Joint-Degree Student Roma Patel (’15) Wins Mayo Clinic Innovation Award

Roma Patel, who is on track to receive both a J.D. and a Master of Public Health degree from the University of Minnesota in 2015, has won a Mayo Clinic Center for Innovation CoDE Award. She will receive $50,000 in funding, access to Mayo's enormous resources, and the services of a production team, and over the coming year she will create a video series intended to use the power of storytelling to help patients from diverse backgrounds better understand their illnesses and their health-care options.

Through the CoDE ("Connect-Design-Enable") program, Mayo invites employees to submit ideas for projects that can "transform the delivery and experience of health care." Patel, who has been working as a law clerk in Mayo Clinic's legal department, pitched her idea for "patient experience narratives"—video vignettes that would candidly profile real patients dealing with such common health problems as hypertension, diabetes, arthritis, heart disease, depression—designed to play in physicians' waiting rooms. Patel's videos will not be "informational" in the stiff, talking-head, easy-to-ignore style of much doctor's-office programming. Rather, they are intended to be involving, empathic, driven by the power of personal narrative to, in Patel's words, "help patients from a wide variety of demographic backgrounds feel engaged, understood, informed, and prepared to successfully manage their health."

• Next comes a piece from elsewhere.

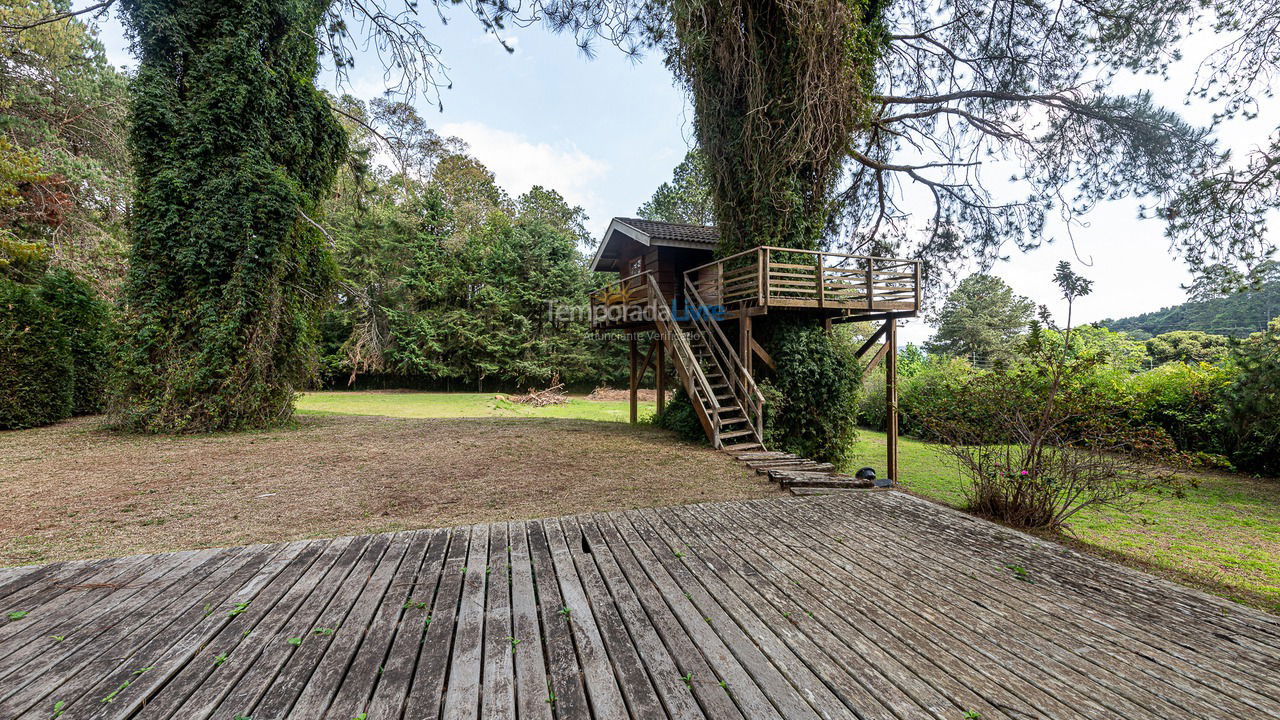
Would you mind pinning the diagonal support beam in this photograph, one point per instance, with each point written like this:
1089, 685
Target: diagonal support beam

"I have one year to guide the project from an idea into a real thing," Patel said. "I'll be doing this while completing my last year of law school and my master's degree, so it will be a little crazy but absolutely worth the lack of sleep and a social life. This is a chance to do something that will impact a wide number of patients."

Patel also won first place of the 2013-14 Minnesota State Bar Association's Health Law Section Student Writing Competition. Julia Marotte (’14) took second place.